The data presented here add significantly to the relatively sparse molecular information on trypanosome mitosis. Although TbKIN13-1 associates with the spindle, the protein does not have a localisation consistent with a discrete association with centromeres as is the case for MCAK [4]; [32]. In cytoskeleton preparations, TbKIN13-1 signal is seen on a spindle as a whole; there is no detectable enrichment of the protein near the spindle equator during chromosome congression at metaphase, or apparent concentration at the spindle poles. However, depletion of TbKIN13-1 by RNAi produces lagging chromosomes – raising the question as to whether TbKIN13-1 is functioning on all spindle microtubules or only a subset. For Kinesin-13B subfamily members, for example, depletion of Klp10A by RNAi disrupts turnover of all spindle microtubules [44]. In contrast, knockdown or inhibition of MCAK specifically affected turnover in pole-to-kinetochore microtubules without an apparent effect on spindle microtubules more generally [45]; [46]. Our finding that TbKIN13-1 functions in the segregation of both large chromosomes and the numerous minichromosomes, combined with the rapid alteration in spindle morphology on RNAi-mediated knockdown and the localisation of TbKIN13-1, are all indicative of a primary function for this protein in regulation of spindle dynamics generally, rather than a specific role in the small number of pole-to-kinetochore microtubules in the trypanosomal mitotic spindle.

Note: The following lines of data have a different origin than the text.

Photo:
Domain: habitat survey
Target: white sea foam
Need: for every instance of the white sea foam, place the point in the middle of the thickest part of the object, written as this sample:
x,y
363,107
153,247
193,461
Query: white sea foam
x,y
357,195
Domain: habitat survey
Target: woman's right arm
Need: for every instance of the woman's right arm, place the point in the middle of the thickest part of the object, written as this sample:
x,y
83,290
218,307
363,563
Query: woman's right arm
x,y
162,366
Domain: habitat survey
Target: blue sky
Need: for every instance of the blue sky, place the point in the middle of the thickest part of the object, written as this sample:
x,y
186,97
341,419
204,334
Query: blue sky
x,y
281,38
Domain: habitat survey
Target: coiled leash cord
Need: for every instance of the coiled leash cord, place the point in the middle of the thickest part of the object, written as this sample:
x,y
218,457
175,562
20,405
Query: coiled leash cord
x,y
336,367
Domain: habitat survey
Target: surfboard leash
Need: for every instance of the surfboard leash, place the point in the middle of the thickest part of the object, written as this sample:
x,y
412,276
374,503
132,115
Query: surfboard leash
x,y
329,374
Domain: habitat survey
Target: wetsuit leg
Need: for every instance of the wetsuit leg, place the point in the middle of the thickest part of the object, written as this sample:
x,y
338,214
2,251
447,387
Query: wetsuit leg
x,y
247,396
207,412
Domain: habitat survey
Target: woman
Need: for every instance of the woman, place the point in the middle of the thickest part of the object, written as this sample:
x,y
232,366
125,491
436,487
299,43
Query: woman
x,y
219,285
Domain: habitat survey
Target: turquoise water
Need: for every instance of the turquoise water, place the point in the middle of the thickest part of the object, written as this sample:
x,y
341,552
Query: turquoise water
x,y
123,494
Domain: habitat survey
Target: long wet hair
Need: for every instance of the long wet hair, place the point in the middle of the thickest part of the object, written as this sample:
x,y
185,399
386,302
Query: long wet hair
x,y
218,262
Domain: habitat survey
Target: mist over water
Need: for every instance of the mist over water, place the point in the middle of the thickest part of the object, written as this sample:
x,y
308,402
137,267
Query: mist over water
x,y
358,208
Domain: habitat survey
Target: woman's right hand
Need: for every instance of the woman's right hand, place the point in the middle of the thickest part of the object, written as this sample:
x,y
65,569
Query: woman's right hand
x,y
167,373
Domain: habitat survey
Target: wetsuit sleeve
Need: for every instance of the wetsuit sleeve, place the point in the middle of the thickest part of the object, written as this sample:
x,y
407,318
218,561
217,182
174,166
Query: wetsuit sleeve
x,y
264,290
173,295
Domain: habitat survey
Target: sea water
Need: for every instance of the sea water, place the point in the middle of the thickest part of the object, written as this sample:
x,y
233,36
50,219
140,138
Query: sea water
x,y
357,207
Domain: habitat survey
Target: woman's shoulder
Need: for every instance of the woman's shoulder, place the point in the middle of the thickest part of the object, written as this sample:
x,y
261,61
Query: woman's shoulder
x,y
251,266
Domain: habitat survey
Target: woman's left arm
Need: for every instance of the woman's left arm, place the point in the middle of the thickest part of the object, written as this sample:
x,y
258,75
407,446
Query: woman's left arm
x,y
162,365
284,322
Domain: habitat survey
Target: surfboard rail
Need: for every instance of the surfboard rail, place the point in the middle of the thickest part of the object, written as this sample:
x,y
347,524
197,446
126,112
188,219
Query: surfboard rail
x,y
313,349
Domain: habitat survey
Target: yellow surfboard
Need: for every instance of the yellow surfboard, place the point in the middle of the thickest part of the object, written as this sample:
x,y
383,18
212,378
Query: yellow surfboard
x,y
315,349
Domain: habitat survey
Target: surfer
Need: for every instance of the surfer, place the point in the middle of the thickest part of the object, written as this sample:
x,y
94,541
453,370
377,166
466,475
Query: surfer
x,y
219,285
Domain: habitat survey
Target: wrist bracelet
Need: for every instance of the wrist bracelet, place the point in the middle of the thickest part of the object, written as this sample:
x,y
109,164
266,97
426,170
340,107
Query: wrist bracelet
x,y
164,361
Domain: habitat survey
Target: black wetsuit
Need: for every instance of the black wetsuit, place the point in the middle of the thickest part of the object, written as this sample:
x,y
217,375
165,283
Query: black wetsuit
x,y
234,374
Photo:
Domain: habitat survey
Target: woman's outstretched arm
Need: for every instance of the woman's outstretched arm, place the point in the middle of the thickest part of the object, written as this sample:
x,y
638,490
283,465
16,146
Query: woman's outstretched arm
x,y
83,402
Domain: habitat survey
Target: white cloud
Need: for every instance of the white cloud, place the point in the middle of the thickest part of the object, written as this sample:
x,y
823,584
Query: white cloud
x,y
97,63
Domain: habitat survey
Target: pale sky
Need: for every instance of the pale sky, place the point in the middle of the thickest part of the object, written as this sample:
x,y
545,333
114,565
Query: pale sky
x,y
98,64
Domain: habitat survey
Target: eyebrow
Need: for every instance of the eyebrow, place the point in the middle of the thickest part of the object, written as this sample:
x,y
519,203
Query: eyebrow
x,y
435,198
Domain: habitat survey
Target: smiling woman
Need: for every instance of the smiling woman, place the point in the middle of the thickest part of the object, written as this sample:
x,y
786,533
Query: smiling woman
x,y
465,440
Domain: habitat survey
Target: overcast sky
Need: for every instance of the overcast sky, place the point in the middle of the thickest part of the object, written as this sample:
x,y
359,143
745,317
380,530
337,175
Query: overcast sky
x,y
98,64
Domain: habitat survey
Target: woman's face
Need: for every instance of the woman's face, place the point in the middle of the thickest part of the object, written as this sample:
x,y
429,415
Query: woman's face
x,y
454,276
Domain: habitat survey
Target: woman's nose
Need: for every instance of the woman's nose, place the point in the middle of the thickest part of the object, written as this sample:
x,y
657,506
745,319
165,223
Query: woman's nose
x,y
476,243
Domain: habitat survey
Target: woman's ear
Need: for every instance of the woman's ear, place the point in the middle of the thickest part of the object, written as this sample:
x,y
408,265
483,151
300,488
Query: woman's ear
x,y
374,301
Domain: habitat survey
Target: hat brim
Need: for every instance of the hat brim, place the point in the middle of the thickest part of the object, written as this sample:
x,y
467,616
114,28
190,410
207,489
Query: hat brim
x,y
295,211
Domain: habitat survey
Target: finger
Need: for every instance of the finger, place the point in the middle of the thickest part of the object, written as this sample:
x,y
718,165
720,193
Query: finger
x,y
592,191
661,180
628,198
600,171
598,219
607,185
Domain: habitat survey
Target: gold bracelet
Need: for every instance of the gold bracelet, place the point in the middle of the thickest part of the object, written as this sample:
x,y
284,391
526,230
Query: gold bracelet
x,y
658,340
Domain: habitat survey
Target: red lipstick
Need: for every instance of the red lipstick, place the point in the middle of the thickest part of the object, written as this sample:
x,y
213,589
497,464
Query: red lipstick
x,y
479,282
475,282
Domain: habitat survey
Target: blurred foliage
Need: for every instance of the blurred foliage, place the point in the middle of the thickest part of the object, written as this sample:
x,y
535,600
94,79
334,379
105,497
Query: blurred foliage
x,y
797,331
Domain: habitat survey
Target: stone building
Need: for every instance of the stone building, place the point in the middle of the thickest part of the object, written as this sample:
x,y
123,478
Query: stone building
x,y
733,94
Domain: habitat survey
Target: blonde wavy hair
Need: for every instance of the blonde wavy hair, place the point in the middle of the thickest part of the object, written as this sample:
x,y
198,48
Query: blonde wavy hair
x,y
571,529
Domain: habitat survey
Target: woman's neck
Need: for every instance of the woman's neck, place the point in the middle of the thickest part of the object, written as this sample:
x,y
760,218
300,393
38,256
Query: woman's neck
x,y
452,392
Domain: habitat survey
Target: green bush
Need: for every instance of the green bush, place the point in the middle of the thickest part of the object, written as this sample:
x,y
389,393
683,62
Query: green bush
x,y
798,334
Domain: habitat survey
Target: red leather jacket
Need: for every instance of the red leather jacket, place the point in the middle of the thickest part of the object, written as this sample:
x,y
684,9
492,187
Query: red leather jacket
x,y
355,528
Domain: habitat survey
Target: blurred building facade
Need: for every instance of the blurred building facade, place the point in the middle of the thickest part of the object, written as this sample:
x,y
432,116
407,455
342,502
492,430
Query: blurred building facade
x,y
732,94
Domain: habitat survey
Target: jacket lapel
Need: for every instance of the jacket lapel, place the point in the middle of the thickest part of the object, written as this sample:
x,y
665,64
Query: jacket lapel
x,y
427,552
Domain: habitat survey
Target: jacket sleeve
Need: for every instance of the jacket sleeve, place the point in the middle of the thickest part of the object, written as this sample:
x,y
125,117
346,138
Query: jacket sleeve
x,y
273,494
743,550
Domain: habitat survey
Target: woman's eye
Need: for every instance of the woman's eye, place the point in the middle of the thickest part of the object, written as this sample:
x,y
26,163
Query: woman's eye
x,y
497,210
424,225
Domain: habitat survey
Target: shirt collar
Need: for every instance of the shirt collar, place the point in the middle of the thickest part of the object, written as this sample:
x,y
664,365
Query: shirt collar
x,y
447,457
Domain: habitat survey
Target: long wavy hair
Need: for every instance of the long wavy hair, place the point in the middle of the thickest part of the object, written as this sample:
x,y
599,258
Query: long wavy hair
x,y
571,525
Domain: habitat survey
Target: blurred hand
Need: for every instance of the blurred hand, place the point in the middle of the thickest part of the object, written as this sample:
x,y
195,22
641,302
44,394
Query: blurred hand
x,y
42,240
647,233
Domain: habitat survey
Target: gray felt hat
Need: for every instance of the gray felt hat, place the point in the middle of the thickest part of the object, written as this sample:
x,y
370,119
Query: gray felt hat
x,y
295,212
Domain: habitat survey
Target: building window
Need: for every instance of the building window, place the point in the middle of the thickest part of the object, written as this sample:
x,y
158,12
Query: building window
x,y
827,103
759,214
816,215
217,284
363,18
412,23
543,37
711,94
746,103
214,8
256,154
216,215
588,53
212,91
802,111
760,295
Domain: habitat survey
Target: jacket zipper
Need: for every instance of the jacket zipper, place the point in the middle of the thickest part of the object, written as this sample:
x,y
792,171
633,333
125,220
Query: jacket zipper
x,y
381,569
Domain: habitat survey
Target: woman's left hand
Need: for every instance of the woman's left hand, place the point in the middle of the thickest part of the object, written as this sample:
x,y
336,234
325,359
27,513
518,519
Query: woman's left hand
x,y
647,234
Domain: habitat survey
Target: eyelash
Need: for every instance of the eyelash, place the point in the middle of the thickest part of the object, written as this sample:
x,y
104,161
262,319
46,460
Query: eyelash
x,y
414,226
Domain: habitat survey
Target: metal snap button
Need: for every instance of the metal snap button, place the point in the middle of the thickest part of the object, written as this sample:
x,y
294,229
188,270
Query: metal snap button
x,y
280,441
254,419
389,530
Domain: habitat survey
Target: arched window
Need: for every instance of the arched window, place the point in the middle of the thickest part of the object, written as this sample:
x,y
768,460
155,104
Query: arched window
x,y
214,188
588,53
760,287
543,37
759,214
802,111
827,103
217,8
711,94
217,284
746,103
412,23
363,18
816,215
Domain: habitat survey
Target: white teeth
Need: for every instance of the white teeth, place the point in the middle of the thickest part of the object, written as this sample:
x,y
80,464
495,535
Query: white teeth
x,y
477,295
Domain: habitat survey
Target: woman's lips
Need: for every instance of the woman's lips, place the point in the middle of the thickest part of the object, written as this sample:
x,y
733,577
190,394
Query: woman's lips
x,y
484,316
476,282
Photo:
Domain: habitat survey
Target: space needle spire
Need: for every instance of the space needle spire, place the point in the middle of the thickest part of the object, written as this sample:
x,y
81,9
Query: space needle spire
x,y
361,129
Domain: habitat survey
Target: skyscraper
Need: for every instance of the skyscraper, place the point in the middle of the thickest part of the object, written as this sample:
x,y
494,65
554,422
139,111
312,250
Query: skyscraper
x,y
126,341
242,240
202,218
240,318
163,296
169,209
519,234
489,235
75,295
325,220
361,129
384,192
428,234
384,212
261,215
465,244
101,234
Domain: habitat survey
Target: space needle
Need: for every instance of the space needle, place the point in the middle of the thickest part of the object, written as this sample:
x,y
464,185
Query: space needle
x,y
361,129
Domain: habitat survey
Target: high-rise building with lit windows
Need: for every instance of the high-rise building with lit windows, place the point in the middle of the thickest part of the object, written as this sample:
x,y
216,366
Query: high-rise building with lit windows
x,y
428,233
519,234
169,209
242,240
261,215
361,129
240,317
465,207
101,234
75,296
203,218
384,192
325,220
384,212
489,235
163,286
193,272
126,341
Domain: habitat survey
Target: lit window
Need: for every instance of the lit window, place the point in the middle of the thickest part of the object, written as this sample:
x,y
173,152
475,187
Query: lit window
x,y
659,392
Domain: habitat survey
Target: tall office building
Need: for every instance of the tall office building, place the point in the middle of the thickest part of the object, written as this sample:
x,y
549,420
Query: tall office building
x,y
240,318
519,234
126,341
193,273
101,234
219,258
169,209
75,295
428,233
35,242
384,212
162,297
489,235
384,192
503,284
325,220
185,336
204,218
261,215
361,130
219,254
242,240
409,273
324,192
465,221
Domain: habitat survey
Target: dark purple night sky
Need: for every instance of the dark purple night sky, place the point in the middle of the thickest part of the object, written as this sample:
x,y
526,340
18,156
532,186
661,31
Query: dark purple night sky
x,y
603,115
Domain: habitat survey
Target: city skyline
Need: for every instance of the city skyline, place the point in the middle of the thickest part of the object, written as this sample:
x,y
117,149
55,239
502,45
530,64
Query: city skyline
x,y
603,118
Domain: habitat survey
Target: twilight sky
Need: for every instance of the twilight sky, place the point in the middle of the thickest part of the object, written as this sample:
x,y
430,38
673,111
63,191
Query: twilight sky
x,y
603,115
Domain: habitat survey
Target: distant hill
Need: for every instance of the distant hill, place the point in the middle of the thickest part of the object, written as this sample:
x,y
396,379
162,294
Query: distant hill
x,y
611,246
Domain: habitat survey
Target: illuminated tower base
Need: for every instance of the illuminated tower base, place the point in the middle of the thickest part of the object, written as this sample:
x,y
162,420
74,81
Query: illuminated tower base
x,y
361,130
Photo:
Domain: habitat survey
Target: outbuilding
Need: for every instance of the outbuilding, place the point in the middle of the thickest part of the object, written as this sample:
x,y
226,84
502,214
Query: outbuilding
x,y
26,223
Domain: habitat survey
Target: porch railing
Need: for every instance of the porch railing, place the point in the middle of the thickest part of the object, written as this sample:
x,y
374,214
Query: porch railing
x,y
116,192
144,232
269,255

Finally, the finding that only 1 of the 7 Kinesin-13 family members in T. brucei is nuclear is strong evidence against the hypothesis that different Kinesin-13s might have specialised functions in the mitotic spindle. This might imply that the mitotic spindle of trypanosomes is simpler in terms of its repertoire of molecular motors than many other systems. However, there is still a strong possibility that some of 18 kinesins encoded in the T. brucei genome that cannot be grouped into previously defined families [17] might also play a role. Interestingly, the localisation of TbKIN13-1 is similar to those of two trypanosomal kinesin-like proteins that interact with the chromosome passenger complex (CPC) [47] – the Aurora B/Ipl1-containing complex which plays a key role in detecting incorrectly oriented kinetochores in metaphase (reviewed in [48]). Neither of these kinesin-like sequences can be confidently grouped into any of the known families of kinesins [17]; [22]: one is an ungrouped kinesin, whilst the other has little similarity to bone fide kinesins and is very unlikely to be a true motor. Nonetheless, both proteins are present in the nucleoplasm before and after mitosis [47] and associate with the mitotic spindle, again with no apparent enrichment in kinetochore-like structures. However, in dramatic contrast to the effects of TbKIN13-1 depletion, knockdown of these kinesin-like proteins results in a huge decrease in the number of observed spindles. This contrasting effect of depletion is presumably more a reflection of the role of the CPC in spindle formation in trypanosomes, rather than evidence for any direct antagonism between TbKIN13-1 and CPC-associated kinesins.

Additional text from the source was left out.